Writer-director-actor Beadle-Blair, who also wrote the film Stonewall and worked on the series Noah’s Arc, did the British television show Metrosexuality and has an even newer film, Fit. He acquits himself admirably here in all of his multifarious professions, including teacher, rattling off a list of famous LGBT people so complete I had to check out Angela Davis on Wikipedia. Oh, I know who she is, but who knew she came out in 1997 in an Out magazine interview? And the stuff about Justin Fashanu, just fascinating.

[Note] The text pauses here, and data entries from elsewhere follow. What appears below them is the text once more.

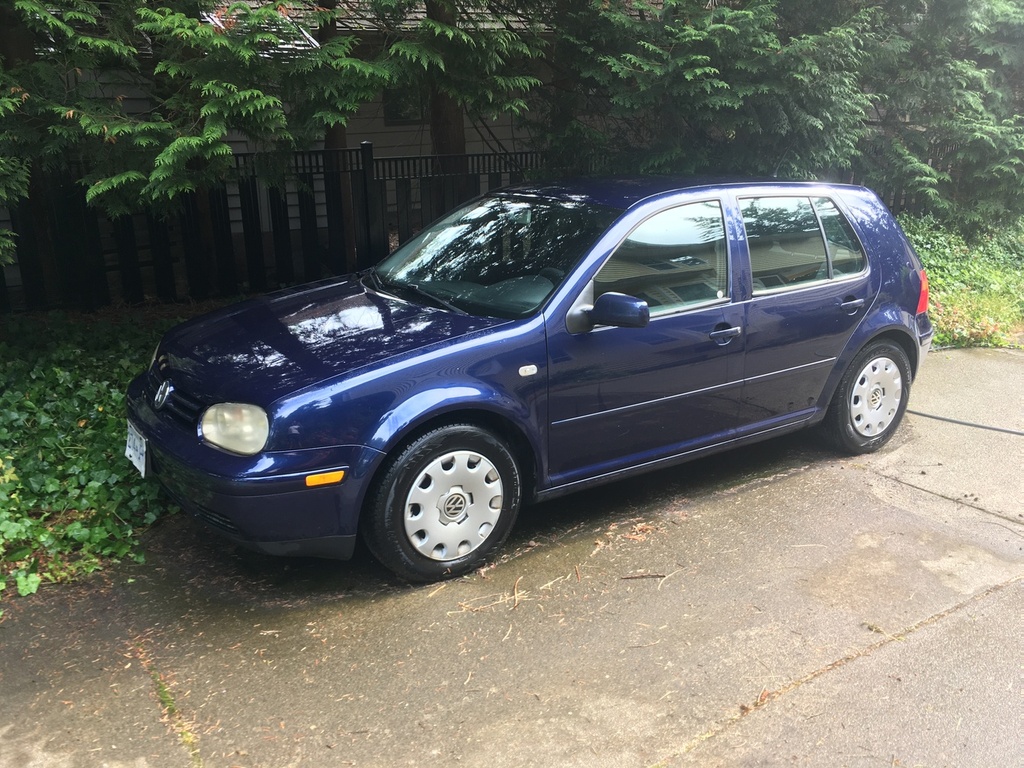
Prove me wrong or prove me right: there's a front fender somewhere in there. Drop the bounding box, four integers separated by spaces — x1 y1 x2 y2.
368 386 534 452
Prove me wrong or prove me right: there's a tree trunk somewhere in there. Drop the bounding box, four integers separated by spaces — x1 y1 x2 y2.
319 1 358 269
428 85 467 157
0 4 36 66
1 7 61 307
425 0 467 158
424 1 469 202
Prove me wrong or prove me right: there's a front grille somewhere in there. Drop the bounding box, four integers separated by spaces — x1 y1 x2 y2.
147 366 205 425
165 388 203 423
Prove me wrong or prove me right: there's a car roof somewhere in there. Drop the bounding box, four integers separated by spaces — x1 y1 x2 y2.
497 177 861 211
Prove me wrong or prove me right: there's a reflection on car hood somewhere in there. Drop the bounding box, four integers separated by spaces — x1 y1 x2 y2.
158 277 507 406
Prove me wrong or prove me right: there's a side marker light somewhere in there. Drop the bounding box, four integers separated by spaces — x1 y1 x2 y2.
305 470 346 487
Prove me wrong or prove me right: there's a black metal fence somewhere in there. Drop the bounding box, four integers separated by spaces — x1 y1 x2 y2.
0 144 933 315
0 142 545 313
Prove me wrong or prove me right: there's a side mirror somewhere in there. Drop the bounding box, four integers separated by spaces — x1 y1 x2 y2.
587 292 650 329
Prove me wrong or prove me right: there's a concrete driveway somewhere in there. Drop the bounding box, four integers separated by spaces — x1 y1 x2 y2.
1 348 1021 768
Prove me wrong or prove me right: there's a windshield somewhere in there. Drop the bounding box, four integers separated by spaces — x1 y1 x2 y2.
373 195 620 318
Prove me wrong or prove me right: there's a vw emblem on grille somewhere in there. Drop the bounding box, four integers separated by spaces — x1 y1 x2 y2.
153 380 174 410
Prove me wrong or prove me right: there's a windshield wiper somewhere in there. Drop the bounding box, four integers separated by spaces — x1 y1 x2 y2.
361 268 385 292
368 271 467 315
401 282 468 314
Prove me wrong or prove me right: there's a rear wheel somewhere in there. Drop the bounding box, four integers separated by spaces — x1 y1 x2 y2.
824 340 912 454
362 424 521 582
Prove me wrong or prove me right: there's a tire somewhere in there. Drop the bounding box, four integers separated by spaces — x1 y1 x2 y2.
823 340 912 455
362 424 522 582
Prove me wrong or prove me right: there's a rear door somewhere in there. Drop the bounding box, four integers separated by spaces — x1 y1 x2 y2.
735 194 878 428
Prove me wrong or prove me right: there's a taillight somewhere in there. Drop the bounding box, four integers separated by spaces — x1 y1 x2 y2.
916 269 929 315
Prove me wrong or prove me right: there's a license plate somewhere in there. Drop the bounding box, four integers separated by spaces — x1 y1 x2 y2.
125 421 147 478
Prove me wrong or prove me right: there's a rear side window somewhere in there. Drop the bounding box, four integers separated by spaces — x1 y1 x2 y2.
741 196 866 292
814 197 867 276
595 200 728 315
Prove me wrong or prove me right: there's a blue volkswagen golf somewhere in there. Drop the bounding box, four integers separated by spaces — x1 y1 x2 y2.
125 179 933 581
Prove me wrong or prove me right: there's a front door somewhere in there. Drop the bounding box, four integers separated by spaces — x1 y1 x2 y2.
545 199 746 487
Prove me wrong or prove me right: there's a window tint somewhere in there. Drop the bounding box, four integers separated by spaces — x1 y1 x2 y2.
814 197 866 276
375 196 619 318
741 195 867 293
595 200 728 315
742 197 827 290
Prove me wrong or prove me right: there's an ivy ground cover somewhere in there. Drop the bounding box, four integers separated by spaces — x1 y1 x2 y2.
0 310 182 604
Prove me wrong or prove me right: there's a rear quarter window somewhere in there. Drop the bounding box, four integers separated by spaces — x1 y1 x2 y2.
741 196 866 292
813 197 867 276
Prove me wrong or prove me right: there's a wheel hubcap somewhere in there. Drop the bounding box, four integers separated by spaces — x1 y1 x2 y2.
438 487 469 523
849 356 903 438
403 451 503 562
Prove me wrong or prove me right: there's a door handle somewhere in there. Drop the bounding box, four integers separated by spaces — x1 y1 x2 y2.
840 298 865 314
709 326 742 344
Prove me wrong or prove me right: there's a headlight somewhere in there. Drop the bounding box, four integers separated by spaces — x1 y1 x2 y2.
200 403 269 455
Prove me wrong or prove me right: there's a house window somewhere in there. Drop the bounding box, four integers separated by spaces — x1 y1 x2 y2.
383 85 427 126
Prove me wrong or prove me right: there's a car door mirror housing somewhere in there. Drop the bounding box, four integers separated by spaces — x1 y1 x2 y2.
586 292 650 329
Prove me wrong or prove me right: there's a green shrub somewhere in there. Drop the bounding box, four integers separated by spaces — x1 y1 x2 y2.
900 215 1024 347
0 311 180 605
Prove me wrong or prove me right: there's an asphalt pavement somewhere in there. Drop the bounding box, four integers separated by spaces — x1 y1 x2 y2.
1 347 1021 768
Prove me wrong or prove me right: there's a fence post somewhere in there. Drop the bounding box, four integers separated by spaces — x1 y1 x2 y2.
209 185 237 296
298 171 321 281
395 178 413 243
8 201 47 310
359 141 387 268
113 215 145 304
323 149 351 275
178 191 210 301
0 256 8 314
146 213 177 302
50 174 108 311
268 186 294 285
237 174 267 293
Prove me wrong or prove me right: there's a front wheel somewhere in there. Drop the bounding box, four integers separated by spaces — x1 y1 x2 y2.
823 340 912 454
362 424 522 582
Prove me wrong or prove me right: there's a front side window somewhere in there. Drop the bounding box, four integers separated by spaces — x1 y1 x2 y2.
595 200 728 315
741 196 866 292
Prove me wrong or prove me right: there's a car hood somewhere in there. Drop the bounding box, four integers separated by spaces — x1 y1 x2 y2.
157 276 508 406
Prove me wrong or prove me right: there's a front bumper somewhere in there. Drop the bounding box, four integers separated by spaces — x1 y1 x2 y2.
127 374 384 560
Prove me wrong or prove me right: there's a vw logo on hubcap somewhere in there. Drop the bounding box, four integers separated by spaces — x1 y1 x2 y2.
869 387 883 409
153 380 174 410
443 493 467 517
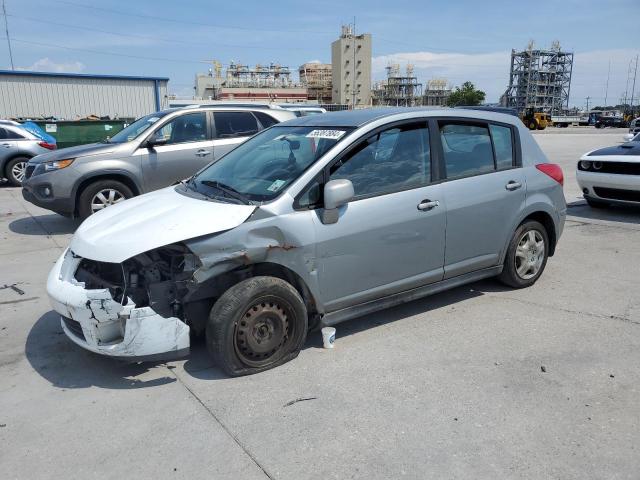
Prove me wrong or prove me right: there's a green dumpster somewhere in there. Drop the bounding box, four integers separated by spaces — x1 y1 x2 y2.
33 119 134 149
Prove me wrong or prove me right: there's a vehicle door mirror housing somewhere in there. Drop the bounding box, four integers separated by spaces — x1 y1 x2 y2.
147 132 167 148
321 179 354 224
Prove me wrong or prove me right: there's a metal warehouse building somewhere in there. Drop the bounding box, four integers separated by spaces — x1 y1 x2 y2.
0 70 169 120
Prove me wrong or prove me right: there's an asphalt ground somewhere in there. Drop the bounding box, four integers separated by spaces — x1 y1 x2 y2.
1 127 638 479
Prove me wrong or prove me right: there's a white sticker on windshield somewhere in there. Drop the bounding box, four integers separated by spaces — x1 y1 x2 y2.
267 179 286 192
147 117 160 123
306 129 346 140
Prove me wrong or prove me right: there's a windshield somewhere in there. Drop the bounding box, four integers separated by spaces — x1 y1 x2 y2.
189 126 350 203
108 111 170 143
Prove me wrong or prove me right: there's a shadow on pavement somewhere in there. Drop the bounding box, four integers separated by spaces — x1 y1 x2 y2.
183 281 493 380
567 200 640 225
9 214 80 236
26 311 176 389
27 279 506 384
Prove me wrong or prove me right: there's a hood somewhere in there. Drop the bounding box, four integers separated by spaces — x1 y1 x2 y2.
28 142 118 164
70 186 256 263
584 142 640 160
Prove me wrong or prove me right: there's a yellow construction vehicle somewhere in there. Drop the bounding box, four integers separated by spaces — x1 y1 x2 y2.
521 107 551 130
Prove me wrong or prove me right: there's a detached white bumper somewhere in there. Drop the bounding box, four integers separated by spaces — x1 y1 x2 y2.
576 170 640 205
48 249 190 360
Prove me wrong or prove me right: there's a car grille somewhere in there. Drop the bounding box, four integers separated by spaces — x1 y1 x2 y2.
593 187 640 203
595 162 640 176
62 316 86 341
25 165 35 179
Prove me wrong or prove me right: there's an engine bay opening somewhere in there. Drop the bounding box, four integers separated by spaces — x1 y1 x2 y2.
74 243 200 319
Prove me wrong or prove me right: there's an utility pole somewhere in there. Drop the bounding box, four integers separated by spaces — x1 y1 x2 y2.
604 60 610 107
630 54 638 115
2 0 14 70
585 96 591 112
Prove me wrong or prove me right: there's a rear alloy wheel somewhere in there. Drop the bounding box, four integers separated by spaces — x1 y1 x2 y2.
78 179 133 219
6 157 29 186
207 276 308 377
499 220 549 288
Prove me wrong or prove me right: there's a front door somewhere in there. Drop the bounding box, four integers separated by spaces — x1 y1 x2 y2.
436 120 526 278
311 121 446 312
139 112 212 191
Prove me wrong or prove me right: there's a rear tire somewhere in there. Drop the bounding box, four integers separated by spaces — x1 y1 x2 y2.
499 220 549 289
528 121 537 130
206 276 308 377
5 157 29 186
77 179 133 219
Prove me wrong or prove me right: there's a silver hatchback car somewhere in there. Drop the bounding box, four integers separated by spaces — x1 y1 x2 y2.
0 120 57 186
22 106 294 218
47 108 566 376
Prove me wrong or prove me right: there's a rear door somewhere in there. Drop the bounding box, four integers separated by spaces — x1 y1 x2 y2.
0 127 22 164
212 111 260 160
139 111 212 191
436 119 525 278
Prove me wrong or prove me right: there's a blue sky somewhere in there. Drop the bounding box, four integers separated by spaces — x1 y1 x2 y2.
2 0 639 106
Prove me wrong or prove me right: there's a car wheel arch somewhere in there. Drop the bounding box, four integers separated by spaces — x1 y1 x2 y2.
2 154 32 177
73 172 141 214
185 261 322 334
500 208 558 263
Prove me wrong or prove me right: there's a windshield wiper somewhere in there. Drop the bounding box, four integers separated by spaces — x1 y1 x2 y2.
199 180 252 205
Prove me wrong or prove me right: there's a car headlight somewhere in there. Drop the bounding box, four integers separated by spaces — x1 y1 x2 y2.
43 158 75 172
579 160 591 170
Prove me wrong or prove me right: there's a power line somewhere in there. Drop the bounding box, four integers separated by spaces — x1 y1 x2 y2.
1 0 13 69
53 0 334 36
2 13 311 51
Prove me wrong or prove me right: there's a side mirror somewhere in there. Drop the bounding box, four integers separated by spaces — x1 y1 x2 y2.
321 179 354 224
147 132 167 148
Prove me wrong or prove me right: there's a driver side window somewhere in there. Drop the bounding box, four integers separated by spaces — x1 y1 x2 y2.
155 113 207 145
330 122 430 198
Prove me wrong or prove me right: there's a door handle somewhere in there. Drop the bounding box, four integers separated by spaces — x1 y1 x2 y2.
417 199 439 211
195 149 211 157
505 181 522 191
1 143 10 147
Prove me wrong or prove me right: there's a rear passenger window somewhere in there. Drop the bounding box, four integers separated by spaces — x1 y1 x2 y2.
214 112 259 138
253 111 278 128
440 123 494 178
490 124 514 169
330 123 430 197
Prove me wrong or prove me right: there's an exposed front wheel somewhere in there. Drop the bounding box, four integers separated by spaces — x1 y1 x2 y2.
499 220 549 288
5 157 29 186
206 276 308 377
77 179 133 219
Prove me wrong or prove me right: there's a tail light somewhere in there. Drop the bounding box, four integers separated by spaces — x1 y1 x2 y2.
38 141 57 150
536 163 564 186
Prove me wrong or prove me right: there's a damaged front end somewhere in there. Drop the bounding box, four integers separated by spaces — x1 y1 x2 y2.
48 246 199 360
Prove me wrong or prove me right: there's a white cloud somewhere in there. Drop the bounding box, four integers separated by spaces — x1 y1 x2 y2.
372 49 640 107
305 59 323 64
16 57 86 74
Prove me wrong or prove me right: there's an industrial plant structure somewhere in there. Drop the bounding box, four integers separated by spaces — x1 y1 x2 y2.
423 78 452 106
194 61 307 103
299 62 332 104
372 64 422 107
503 41 573 115
331 25 372 107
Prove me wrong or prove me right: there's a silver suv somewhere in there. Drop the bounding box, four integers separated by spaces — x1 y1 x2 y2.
1 120 56 186
22 106 294 218
47 108 566 376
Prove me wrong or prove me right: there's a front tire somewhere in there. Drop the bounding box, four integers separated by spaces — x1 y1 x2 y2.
499 220 549 288
5 157 29 186
206 276 308 377
77 179 133 219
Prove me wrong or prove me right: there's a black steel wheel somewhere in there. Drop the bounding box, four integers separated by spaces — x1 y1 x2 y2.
206 276 308 376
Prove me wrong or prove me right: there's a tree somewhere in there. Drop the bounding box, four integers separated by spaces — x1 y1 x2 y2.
446 81 486 107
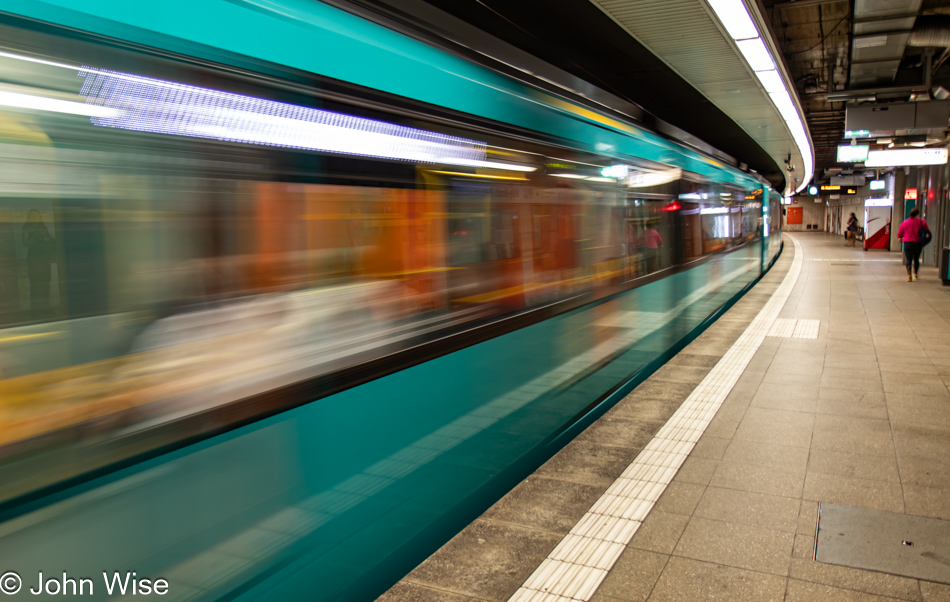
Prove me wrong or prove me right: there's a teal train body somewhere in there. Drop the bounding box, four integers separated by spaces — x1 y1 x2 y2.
0 1 783 600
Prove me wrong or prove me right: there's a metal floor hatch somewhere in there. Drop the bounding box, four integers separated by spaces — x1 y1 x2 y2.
817 503 950 584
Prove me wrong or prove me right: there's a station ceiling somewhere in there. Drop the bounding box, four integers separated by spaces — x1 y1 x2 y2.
355 0 789 190
765 0 950 181
358 0 948 189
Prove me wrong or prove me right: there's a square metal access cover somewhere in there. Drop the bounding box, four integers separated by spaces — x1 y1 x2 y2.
817 503 950 584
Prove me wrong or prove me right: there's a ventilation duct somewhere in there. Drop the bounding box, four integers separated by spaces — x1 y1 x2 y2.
909 15 950 47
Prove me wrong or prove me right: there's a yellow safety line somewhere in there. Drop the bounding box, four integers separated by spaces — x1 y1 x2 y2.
427 170 528 181
0 331 61 344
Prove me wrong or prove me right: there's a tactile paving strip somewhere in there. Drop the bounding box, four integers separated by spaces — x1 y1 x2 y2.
767 318 819 339
508 235 805 602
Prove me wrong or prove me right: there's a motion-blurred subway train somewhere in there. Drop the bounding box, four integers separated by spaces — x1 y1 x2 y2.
0 1 782 599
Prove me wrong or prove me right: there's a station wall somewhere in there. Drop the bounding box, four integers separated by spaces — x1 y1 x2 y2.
783 198 827 232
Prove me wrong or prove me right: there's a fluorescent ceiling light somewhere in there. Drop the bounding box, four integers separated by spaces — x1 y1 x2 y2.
736 38 775 71
790 124 809 149
754 69 785 94
0 89 123 118
706 0 758 40
701 207 729 214
865 148 948 167
769 90 797 122
706 0 815 194
551 173 587 179
787 118 808 140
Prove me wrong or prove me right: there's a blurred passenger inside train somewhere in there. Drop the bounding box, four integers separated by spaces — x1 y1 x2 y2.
634 223 663 273
22 210 56 317
0 214 17 322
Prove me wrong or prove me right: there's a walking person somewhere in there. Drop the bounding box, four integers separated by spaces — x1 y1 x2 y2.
897 208 929 282
845 212 859 247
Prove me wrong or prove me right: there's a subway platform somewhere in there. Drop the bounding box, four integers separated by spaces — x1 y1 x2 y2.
380 232 950 602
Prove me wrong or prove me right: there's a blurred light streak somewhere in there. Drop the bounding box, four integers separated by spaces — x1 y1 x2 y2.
452 160 536 172
426 170 528 180
0 89 123 118
79 69 499 167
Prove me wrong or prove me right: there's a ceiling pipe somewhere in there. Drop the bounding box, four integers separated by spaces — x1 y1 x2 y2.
908 15 950 48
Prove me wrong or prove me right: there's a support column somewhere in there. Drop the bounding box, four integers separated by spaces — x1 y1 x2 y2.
891 169 906 252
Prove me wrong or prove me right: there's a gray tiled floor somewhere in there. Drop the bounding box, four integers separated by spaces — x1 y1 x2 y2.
592 233 950 601
380 233 950 601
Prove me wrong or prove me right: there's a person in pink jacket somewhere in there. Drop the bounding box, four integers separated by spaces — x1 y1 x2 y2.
897 208 929 282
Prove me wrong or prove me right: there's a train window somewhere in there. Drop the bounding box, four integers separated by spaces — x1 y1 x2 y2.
620 165 679 275
622 198 672 276
581 192 626 288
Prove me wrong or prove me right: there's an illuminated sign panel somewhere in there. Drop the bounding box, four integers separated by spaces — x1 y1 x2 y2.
600 165 629 179
846 188 857 194
905 188 918 200
870 180 885 190
626 168 681 188
820 185 841 191
865 198 893 207
845 129 871 138
865 148 949 167
837 145 870 162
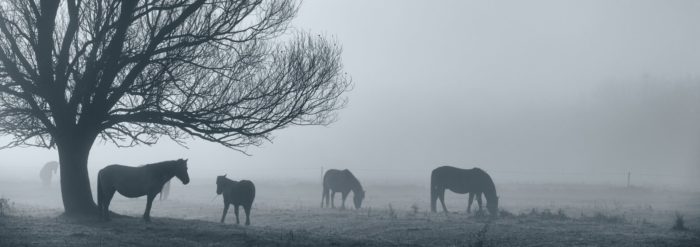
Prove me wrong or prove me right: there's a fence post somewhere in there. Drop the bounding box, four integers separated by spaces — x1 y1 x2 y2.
627 172 631 187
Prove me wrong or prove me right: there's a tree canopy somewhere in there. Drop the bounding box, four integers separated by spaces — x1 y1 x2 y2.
0 0 351 216
0 0 350 151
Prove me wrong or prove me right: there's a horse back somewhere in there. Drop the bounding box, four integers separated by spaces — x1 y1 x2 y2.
432 166 495 194
224 180 255 206
98 164 153 198
323 169 359 192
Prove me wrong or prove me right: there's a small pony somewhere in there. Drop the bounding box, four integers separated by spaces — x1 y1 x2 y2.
216 175 255 225
321 169 365 209
97 159 190 222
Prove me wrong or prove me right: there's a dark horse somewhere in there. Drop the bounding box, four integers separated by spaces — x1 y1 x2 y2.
97 159 190 221
321 169 365 209
430 166 498 216
39 161 59 187
216 175 255 225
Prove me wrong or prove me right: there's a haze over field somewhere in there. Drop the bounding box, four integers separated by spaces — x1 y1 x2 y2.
0 0 698 189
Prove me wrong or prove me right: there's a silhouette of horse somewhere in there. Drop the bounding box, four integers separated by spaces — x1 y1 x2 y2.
159 180 171 201
97 159 190 221
39 161 58 187
321 169 365 209
216 175 255 225
430 166 499 216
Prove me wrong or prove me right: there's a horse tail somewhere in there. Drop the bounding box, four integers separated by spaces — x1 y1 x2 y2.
321 171 329 208
430 169 438 212
250 182 256 204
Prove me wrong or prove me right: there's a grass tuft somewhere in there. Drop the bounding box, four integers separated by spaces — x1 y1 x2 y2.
672 212 688 231
519 208 569 220
581 212 626 224
410 203 419 215
387 204 397 219
468 223 494 247
0 197 11 216
498 209 515 218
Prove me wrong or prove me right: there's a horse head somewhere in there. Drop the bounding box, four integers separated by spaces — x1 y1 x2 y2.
174 159 190 185
215 175 228 195
486 195 499 217
353 190 365 209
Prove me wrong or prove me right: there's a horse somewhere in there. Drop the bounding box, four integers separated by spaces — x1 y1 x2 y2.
159 179 171 201
430 166 499 216
321 169 365 209
97 159 190 222
39 161 59 187
216 175 255 225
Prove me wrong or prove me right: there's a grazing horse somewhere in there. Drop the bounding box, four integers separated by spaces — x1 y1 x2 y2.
430 166 499 216
39 161 59 187
97 159 190 222
321 169 365 209
216 175 255 225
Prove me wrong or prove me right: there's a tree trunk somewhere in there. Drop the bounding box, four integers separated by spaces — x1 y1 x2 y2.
57 134 98 217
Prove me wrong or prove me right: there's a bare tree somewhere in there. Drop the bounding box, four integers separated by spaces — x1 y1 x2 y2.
0 0 351 216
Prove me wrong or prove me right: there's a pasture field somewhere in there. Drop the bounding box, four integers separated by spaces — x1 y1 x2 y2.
1 178 699 246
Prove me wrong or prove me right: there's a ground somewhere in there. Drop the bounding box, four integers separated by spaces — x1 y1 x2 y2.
1 179 699 246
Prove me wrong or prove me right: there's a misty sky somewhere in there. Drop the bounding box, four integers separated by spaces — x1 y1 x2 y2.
0 0 698 189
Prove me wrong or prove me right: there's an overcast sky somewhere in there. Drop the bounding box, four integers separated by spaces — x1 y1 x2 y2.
0 0 698 189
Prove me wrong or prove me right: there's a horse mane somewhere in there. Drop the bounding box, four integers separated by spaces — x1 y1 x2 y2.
141 159 185 173
217 175 235 184
471 167 497 198
342 169 363 192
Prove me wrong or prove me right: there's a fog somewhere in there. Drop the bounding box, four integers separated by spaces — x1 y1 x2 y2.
0 0 699 189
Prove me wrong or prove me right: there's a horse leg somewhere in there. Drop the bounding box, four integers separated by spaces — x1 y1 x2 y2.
438 188 448 214
331 191 336 208
234 205 240 225
341 191 349 209
321 186 327 208
468 193 474 213
476 192 483 212
243 204 251 226
430 185 438 213
102 188 116 221
143 194 156 222
221 203 229 223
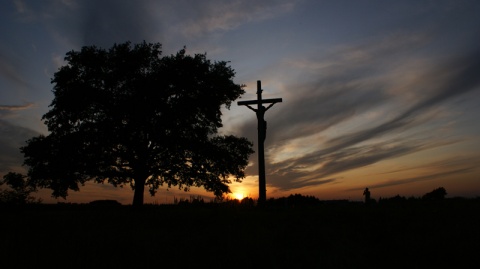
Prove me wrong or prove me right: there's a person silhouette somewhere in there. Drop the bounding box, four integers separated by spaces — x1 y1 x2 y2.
363 188 371 204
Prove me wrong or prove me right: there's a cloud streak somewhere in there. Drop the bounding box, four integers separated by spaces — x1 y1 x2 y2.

At its roots, however, Beadle-Blair has crafted an intensely funny film that has real heart. If the ending is too pat, if some of the scenarios are a little too out-there, none of that matters, because it was a fun, light-hearted romp that entertains greatly. Beyond that, he has given us enough eye candy in a completely sexless film to allow anyone a totally innocent “guilty pleasure.”
What is somewhat disconcerting, though, it that all of the actors acquit themselves well. It seems that in American movies, the randomly pretty men cannot act their ways out of paper bags, while in Britain, every Tom, Dick and Harry can do Hamlet. Does anyone know the process by which one could try to claim political asylum in the U.K.?
Regardless, Kickoff is another win from Wolfe Video, who have been supplying LGBT filmic needs for ages. Long may they howl.